The root directory is like the Windows directory, in that you generally don't mess with it; all you normally use is /home. On the rare occasion that you do need to do something there, you can find tutorials aplenty for whatever you need to do, unlike Windows' "if it doesn't work, wipe and reinstall it" approach. Also, file system wise, Linux is light-years ahead of Windows: NTFS is ancient and terrible compared to EXT4 and the like, and Linux has stuff like LVM too. And don't even get me started on UI...
Distros focused on user-friendliness like Ubuntu, Mint, Chakra, #!, etc. (as opposed to Arch, Gentoo, etc.) are quite easy to use, with very little if any command-line use needed. You just have to accept that it's not Windows, and thus will do things differently.
On topic: Good to see Gabe's enthusiasm for Linux gaming. Steam's push for Linux support seems to be working, with several of the big devs either investigating or developing for Linux now.

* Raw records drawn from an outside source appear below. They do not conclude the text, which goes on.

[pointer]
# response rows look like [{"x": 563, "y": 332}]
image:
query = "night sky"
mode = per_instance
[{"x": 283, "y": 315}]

The beauty about UIs on Linux-based distros is that they've all been built around customizability. If you want Linux to look like Windows, you have multiple options to achieve that. For example, Zorin OS
And if you don't want it to settle for a Windows imitation, well then you're on the right path because customizing the UI to fit your specific needs is one of "Linux's" (in double quotes because Linux is technically just a kernel but you know what I actually mean) biggest advantages. You can't do that very well in Windows, and you certainly can't do it in OSX.
Now, don't get me wrong, there are thousands of complaints you could have about Linux. There are many valid reasons not to use it. However, the filesystem and UI are both clear advantages to using Linux, not disadvantages. The filesystem (and shell too since they're closely related) is far superior in Linux compared to Windows. The availability of UI options found in Linux distros are overwhelming, but it means that you get to put together your own personalized UI, and have a ton of control over it too.

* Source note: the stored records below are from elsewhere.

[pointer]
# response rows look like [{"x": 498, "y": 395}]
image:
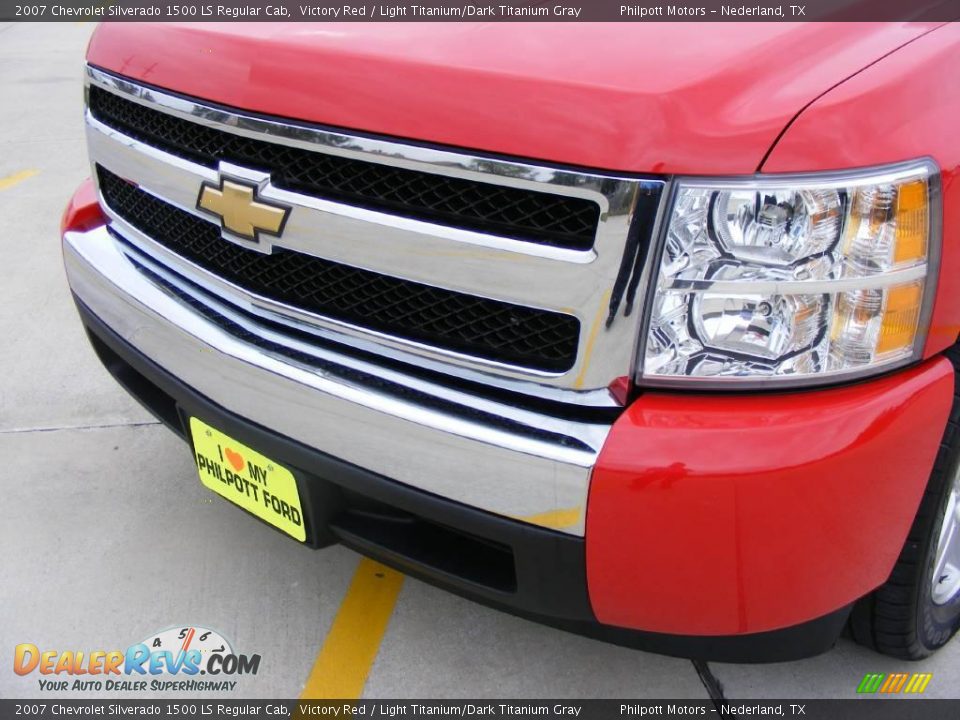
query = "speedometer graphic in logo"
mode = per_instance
[{"x": 183, "y": 639}]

I'm also very happy that Gabe is pushing so hard for Linux gaming, I really think it's the future of gaming. The success of Android should show this; Valve is trying to pull a Google here. As long as they understand what the users want (which they do) and they have the talent and money to get it together (which it's looking like they do, thanks to the Steam consistently bringing in so much profit), then they can build an OS off of Linux/Ubuntu that will fix/hide the ugly parts of Linux, and will make the great parts more noticeable/accessible.

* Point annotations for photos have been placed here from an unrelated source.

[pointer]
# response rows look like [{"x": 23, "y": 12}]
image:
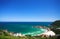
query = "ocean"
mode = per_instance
[{"x": 24, "y": 27}]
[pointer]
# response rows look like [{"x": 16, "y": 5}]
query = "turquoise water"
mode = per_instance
[{"x": 24, "y": 27}]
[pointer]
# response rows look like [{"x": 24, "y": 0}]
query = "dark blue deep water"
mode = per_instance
[{"x": 23, "y": 27}]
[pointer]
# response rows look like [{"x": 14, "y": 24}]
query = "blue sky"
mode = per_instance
[{"x": 29, "y": 10}]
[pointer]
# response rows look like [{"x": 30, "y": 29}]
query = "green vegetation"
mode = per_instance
[{"x": 5, "y": 35}]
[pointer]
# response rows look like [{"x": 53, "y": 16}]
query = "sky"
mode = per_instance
[{"x": 29, "y": 10}]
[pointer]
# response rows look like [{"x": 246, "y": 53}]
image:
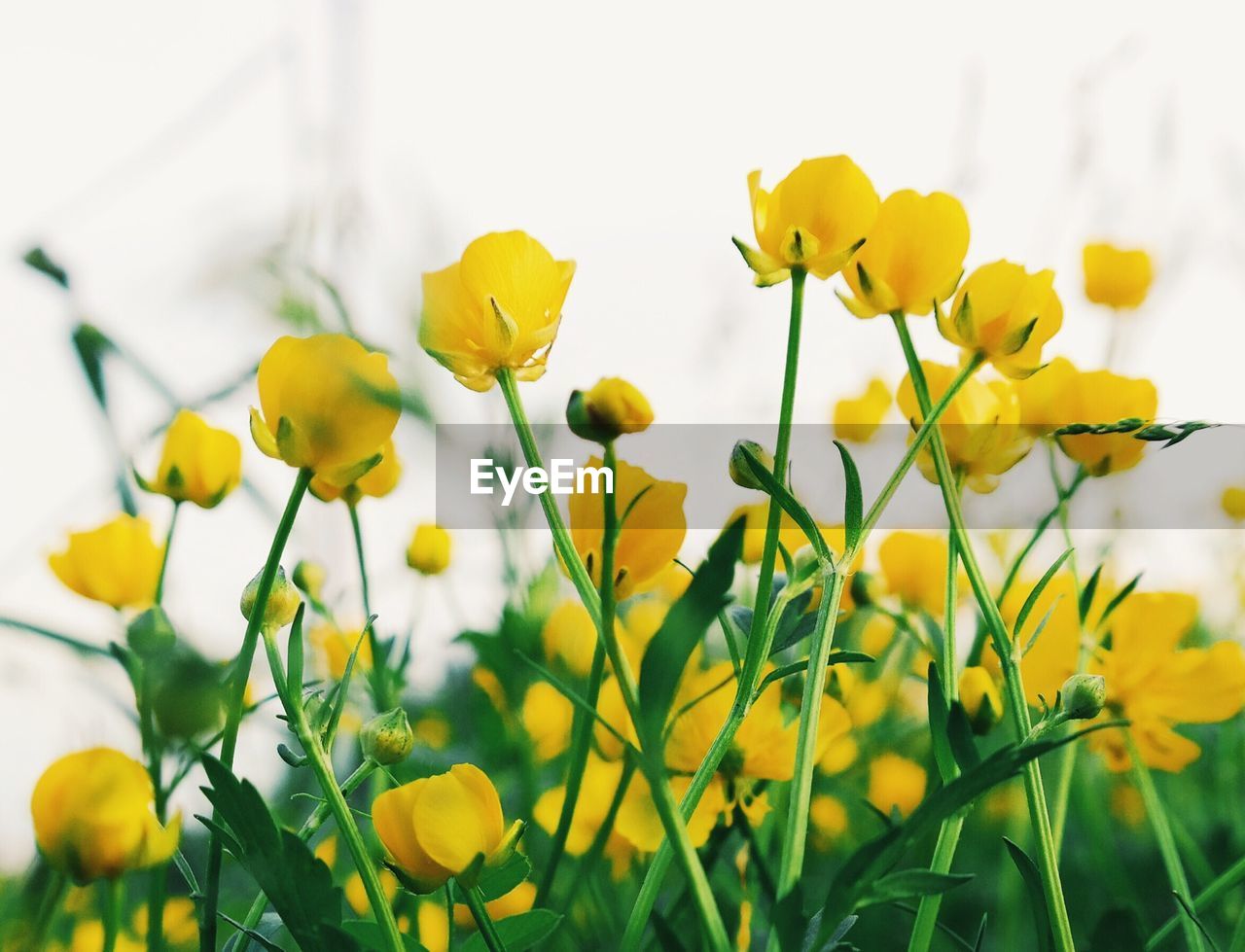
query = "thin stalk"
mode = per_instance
[
  {"x": 1017, "y": 704},
  {"x": 951, "y": 828},
  {"x": 238, "y": 697},
  {"x": 1161, "y": 828}
]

I have a theory that Valve is going to be utilizing VM's a lot with the Steambox, or if not the first one, the next Steambox whenever that comes out. There's a lot of interesting crazy stuff you can do with VM's, especially with new features that are being developed for VM's. The new consoles are using VM's already, but they're just using them for better social media integration into the platform. VM's, along with the massive selection of good games that are easy to run on modern hardware out there, mean running multiple games off of one system is a possibility that will be reached soon. Valve has stated there will be three levels of Steambox, good, better and best. I think the "best" will be designed to run multiple games at once. Linux plays very nice with virtualization because together they've been used on servers everywhere.